Optimize the concentration of primary and secondary antibodies. In some cases, increasing the concentration of blocking agent (BSA or non-fat dry milk) or usiing an alternative blocking solution such as Starting Block or SuperBlock may reduce background signal. After incubation with the primary antibody, wash at least 2 times with TBST (include 0.5 M NaCl in one or more of the wash steps). Avoid Nonidet P40 or Triton X-100 in buffers because protein detection is decreased when these detergents are used.

How can I increase the sensitivity of my Western blot?

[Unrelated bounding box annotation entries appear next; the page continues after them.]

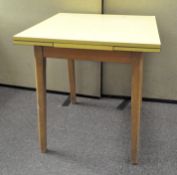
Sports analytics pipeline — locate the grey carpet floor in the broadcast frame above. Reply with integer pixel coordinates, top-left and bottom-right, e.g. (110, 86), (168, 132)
(0, 87), (177, 175)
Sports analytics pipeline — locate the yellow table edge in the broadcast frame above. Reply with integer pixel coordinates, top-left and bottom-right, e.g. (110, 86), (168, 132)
(13, 39), (160, 52)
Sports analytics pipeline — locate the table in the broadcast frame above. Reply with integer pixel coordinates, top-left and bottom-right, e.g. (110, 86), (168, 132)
(13, 13), (161, 164)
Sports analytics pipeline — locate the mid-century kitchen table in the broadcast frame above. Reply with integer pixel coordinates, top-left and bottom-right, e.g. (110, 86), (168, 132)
(13, 13), (161, 164)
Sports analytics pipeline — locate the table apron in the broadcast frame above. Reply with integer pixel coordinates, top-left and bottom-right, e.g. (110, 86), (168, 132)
(41, 46), (142, 64)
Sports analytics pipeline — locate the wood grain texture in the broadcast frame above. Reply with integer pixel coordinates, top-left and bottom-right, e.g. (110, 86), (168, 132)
(34, 46), (47, 153)
(131, 53), (143, 164)
(68, 59), (76, 104)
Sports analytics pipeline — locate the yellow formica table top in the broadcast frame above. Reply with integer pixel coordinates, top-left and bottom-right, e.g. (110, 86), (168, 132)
(13, 13), (161, 52)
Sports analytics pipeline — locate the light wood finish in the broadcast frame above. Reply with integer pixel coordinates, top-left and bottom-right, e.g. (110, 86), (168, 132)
(34, 46), (47, 153)
(68, 59), (76, 104)
(13, 13), (160, 52)
(131, 53), (143, 164)
(13, 14), (161, 164)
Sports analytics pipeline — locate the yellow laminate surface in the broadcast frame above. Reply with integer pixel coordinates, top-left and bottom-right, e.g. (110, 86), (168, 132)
(13, 13), (161, 52)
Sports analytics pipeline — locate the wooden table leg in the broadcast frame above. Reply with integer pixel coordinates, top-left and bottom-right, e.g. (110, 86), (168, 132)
(34, 46), (47, 153)
(131, 53), (143, 164)
(68, 59), (76, 104)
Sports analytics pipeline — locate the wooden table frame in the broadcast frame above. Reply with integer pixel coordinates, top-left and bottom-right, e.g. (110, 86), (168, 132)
(34, 46), (143, 164)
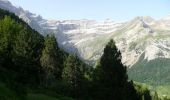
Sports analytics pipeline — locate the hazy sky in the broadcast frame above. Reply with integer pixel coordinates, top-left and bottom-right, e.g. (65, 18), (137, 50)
(9, 0), (170, 21)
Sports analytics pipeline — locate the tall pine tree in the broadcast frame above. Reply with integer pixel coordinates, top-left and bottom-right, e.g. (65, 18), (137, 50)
(93, 40), (136, 100)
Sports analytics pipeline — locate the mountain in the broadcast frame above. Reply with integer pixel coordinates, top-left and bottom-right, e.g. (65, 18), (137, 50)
(0, 0), (170, 67)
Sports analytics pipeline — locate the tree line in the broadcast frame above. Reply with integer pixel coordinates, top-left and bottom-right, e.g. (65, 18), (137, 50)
(0, 9), (166, 100)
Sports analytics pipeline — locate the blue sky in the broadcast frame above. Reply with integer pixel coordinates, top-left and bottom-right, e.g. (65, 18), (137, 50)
(9, 0), (170, 21)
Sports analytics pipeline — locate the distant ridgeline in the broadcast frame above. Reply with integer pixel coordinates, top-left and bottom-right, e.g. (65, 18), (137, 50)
(0, 9), (167, 100)
(128, 53), (170, 85)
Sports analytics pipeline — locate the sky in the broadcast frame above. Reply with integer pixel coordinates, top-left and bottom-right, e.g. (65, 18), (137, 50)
(9, 0), (170, 21)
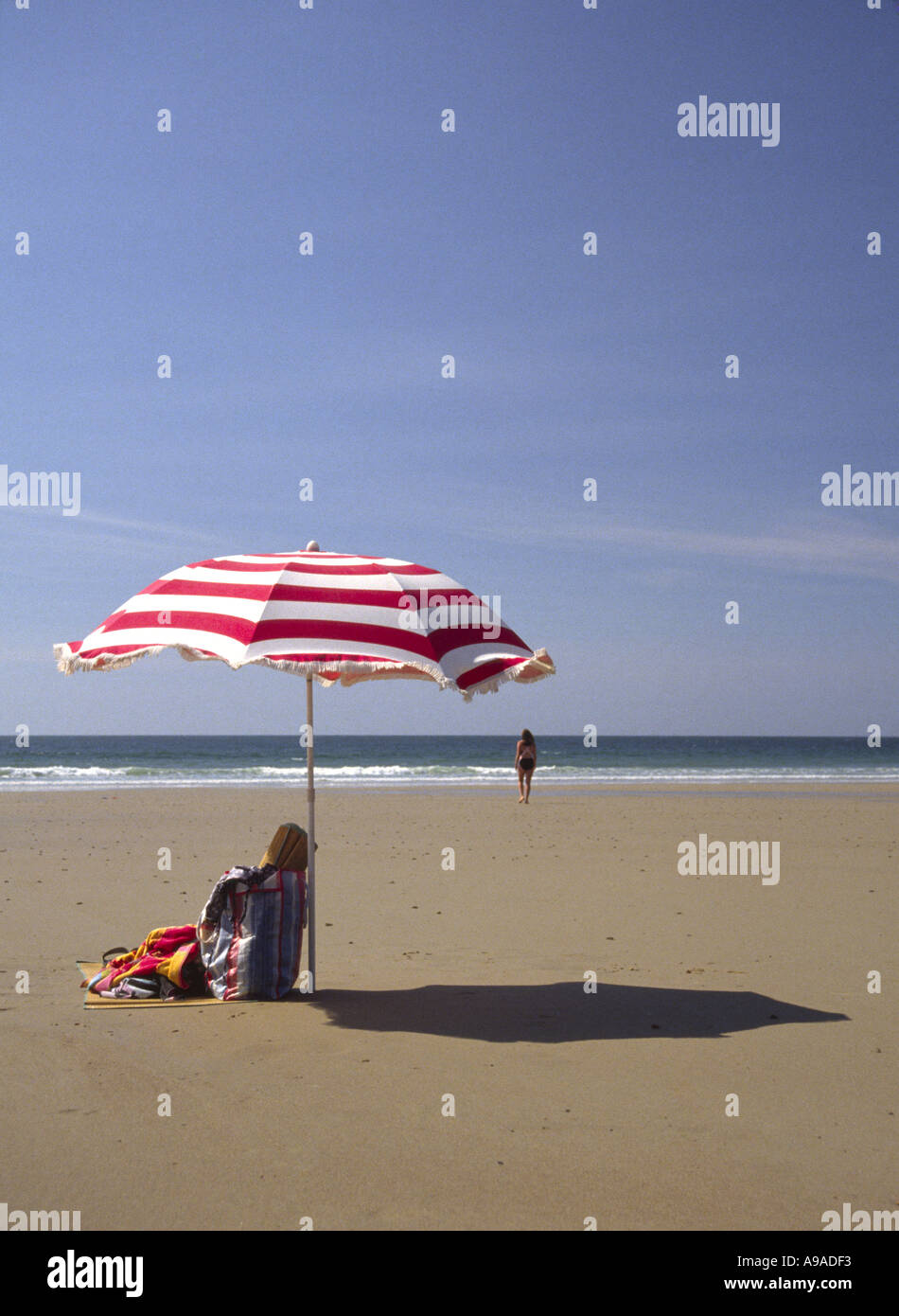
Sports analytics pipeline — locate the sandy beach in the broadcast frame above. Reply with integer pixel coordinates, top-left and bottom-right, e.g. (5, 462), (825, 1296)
(0, 780), (899, 1231)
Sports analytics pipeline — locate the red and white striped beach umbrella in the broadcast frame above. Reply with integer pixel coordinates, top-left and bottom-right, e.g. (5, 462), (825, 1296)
(54, 543), (555, 987)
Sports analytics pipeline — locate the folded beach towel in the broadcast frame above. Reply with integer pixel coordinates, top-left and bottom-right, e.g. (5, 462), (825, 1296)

Consider transferring to a different membrane or using a different detection method. We have observed increased sensitivity when using PVDF membranes in place of nitrocellulose. On PVDF membranes, using as little as 1 µg of total rat brain protein, PKC can be detected with alkaline phosphatase-mediated chromogenic detection in some cases using affinity-purified antibodies at a concentration of 0.5 µg/mL. Detection sensitivity can also be increased by using chemiluminescent detection, especially when using a SuperSignal West enhanced chemiluminescence subtrate (https://www.thermofisher.com/us/en/home/life-science/protein-biology/protein-assays-analysis/western-blotting/detect-proteins-western-blot/western-blot-detection-reagents/detection-technologies-western-blotting/chemiluminescent-western-blot-detection/supersignal-chemiluminescent-substrates.html) such as SuperSignal West Pico PLUS, SuperSignal West Dura, or SuperSignal West Femto. The secondary antibody should be used as recommend by the manufacturer and optimized as needed.

Are your PVDF and nitrocellulose membranes compatible with the Li-COR instrument?

Yes, both our PVDF and nitrocellulose membranes are compatible with the Li-COR instrument.

For Research Use Only. Not for use in diagnostic procedures.